9. For purposes of its Market Barometer, MarketScout defines small accounts as those generating up to $25,000 in premiums, medium-sized accounts as those generating from $25,001 to $250,000 in premiums, large accounts as those generating from $250,001 to $1,000,000 in premiums, and jumbo accounts as those generating more than $1,000,000 in premiums. The coverage classes for which MarketScout tracks changes in pricing are commercial property, business interruption, businessowners package policies, inland marine, general liability, umbrella/excess, commercial auto, workers compensation, professional liability, directors and officers liability, employment practices liability, fiduciary, crime, and surety. The industry classes for which MarketScout tracks changes in pricing are manufacturing, contracting, service, habitational, public entity, transportation, and energy. ISO averaged monthly values as reported by MarketScout to derive the annual values referenced in this report.

10. The PCS® data about direct catastrophe losses is based on information available through May 16, 2011, and is subject to change as more information about the cost of settling claims from past catastrophes becomes available. The data for direct insured losses from catastrophes is on an accident-year basis, excludes loss adjustment expenses, and is for all insurers, including residual-market insurers as well as foreign insurers and reinsurers.

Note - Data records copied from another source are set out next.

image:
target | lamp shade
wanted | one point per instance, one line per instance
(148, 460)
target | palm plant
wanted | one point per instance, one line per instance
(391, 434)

Direct catastrophe losses as cited in this study may differ from those published elsewhere because, for purposes of the analysis, ISO defined catastrophic events as those causing direct losses in excess of an inflation-adjusted dollar threshold equivalent to $25 million in 1997 and excluded events causing losses below the threshold.

11. For further information about the individual effects of abnormal catastrophe losses, E&A LLAE, changes in reserve adequacy, and M&FG insurers’ results on combined ratios for the industry, see the analysis starting on page 24. When calculating adjusted combined ratios, ISO smoothed catastrophe losses, excluded E&A LLAE as defined for purposes of the notes to financial statements included in the statutory annual statements insurers file with state regulators, restated other losses to eliminate changes in reserve adequacy, and excluded results for M&FG insurers.

12. Statutory annual statements provide only pretax values for write-downs on impaired investments.

13. ISO obtained closing prices for the S&P 500 back to 1979 from Standard & Poor’s and IHS Global Insight. For purposes of this analysis, the rate of appreciation in insurers’ holdings of common stocks equals the pretax capital gains on common stocks during a year divided by value of their investments in common stocks at the start of the year.

14. Operating cash flow is the sum of underwriting cash flow, net investment income received, and other income received, minus taxes paid

15. ISO’s OCF data extends back to 1979

16. The exceptions were 1986 and 1987.

17. Standard & Poor’s COMPUSTAT® database includes information on several hundred industries. This analysis is based on data only for the industries for which sufficient information was available for all the years in each period studied. Including industries for which sufficient information was available for only some years might have distorted the results.